Helping people with computers... one answer at a time.
When you install software on a drive other than C: you may be surprised to see space disappear from it anyway. I'll look at some reasons why.
I am using the trial version of Windows 7 Enterprise 64 bits. I installed the operating system on a 50GB partition, and all other applications on a separate 50GB partition, the remaining space of my 320GB hard drive is for data (word documents, audio and video files, etc). Initially, after installation, windows 7 uses around 20 GB of the partition. But after installing all the applications softwares (Microsoft Office 2010 trial, Adobe CS4, etc) the space available on drive C is only about 15 GB. Can you please explain to me why and how to avoid this situation.
I'm not terribly surprised.
One probable reason is that the system drive (typically the C: drive) is special.
However, there are a couple of other things that could be going on as well.
I'll review a few possible causes, and which of those you can control.
I'll use "C:" as the system drive and "D:" as the "other" drive as my examples throughout - your system might be different, but the concepts will still apply.
Many applications install some of their core components to C: even though they'll install the majority of their software on D:. This seems counter intuitive, particularly since it a) asked you where to install, and b) you told it D:.
The problem is that many of these applications may install shared or common components used by other applications as well - and one way for those applications to know where these common components are is by installing them in a standard place.
And that standard, "special" place is on C:.
Many applications install both programs and data, and the data may not be installed in the same location as the program.
For example, it's possible that a product might install a default set of templates or example documents into your "My Documents" folder, or somewhere else associated with your login account.

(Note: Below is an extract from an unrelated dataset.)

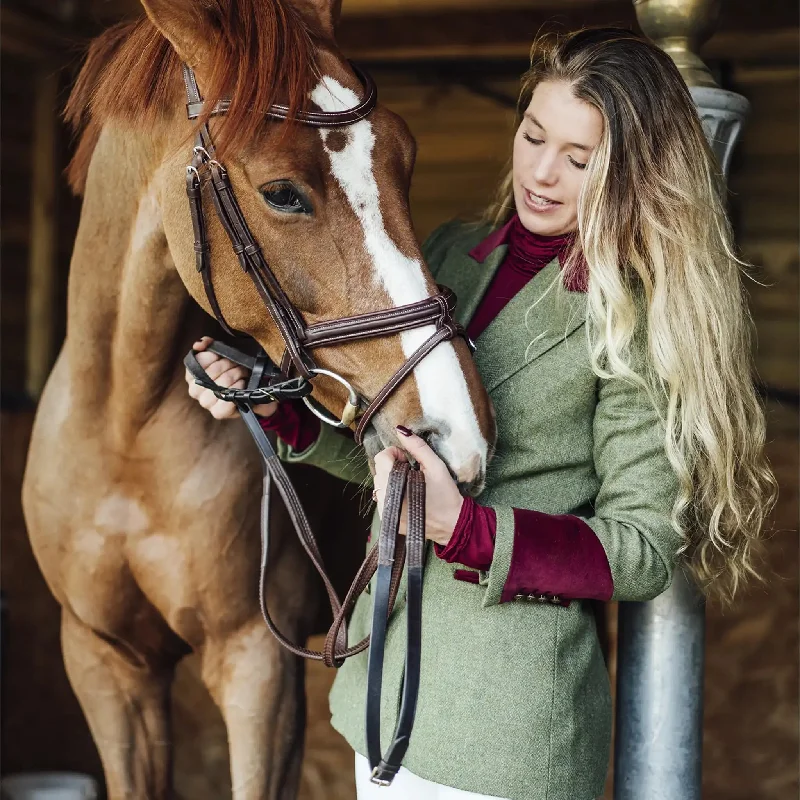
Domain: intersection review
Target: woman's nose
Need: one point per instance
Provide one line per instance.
(545, 170)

I'll bet your "My Documents" folder is on your C: drive.
You can move "My Documents" to another drive, if you like. I have these instructions for moving My Documents in Windows XP, and I believe the process is the same for Vista and 7.
Check to see if you have a folder "MSOcache" in the root of C:.

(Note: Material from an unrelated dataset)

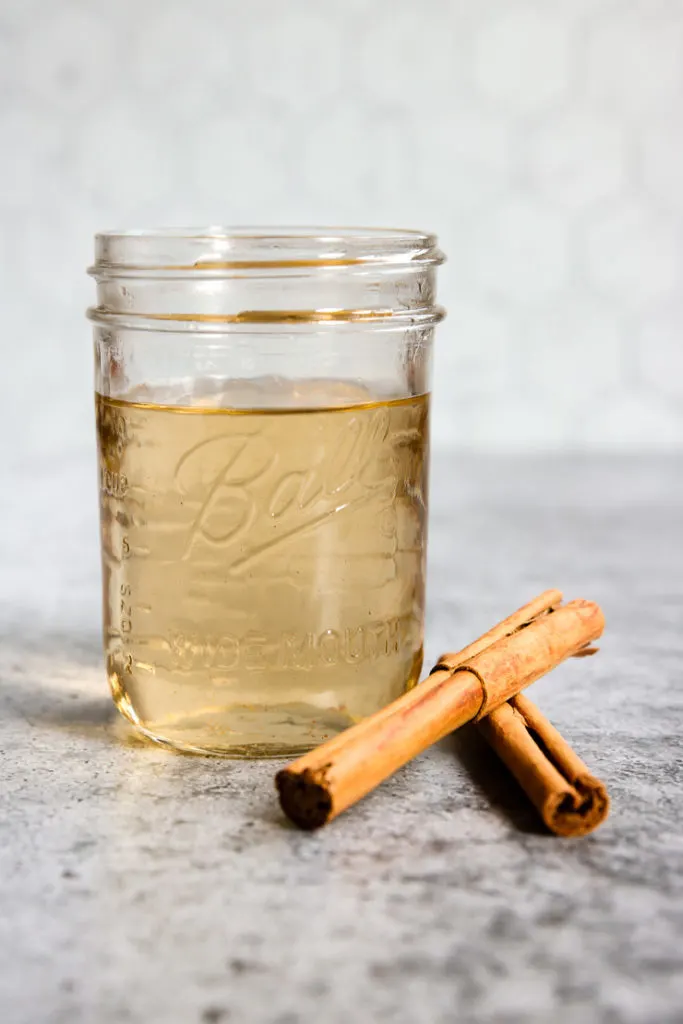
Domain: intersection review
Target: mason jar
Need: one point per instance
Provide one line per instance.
(262, 409)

MSOcache is a copy of your Office Installation files that the Office Setup program may place on your machine in an effort to make it easier should you ever need those installation media again later. For example some features can be marked as "install on first use"; MSOcache avoids your needing to grab the installation media to perform that installation.

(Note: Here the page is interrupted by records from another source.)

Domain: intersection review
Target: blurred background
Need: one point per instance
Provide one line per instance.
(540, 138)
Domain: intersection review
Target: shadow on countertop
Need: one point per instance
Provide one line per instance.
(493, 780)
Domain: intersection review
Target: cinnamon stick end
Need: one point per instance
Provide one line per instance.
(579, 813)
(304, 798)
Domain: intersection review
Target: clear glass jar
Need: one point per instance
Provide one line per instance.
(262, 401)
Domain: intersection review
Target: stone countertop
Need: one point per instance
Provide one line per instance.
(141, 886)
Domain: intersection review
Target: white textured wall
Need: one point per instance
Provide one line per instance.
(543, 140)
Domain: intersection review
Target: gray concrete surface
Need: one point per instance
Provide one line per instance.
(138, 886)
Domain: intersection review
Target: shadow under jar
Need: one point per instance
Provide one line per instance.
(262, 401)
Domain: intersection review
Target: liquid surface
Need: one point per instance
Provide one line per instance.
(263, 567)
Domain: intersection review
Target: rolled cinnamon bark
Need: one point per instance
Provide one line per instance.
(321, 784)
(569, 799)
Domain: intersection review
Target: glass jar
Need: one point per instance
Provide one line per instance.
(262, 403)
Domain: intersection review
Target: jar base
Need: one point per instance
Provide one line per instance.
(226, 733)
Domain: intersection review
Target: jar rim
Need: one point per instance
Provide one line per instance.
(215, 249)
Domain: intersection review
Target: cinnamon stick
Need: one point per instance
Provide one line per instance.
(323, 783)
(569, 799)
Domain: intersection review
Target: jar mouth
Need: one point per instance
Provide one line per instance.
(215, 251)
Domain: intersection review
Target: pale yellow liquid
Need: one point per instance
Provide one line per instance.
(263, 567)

MSOcache can appear on other drives, but there's no reason it couldn't show up on C: as well. In fact that's exactly where I found my own copy of MSOCache.
Many setup programs create and use temporary files, and then like a five year old boy they are sometimes less than fastidious about cleaning up after themselves.
Since temporary files are typically placed in the temporary folder, and that folder typically resides on C: the result is that additional space gets used up on C: when you might not expect it.
The temporary files folder is identified by an environment variable called TEMP and is typically safe to empty. The disk cleanup utility may also clean its contents.
You can also move the temp folder to another location; see the related articles for instructions.
Of course it could be something entirely different.
One approach is to do just a little detective work as you install software. Using a tool like TreeSize Free you could take a before and after look at where disk space is being used and what's changed.
TreeSize is actually just a good tool in general to understand exactly what's taking up large amounts of space on your machine.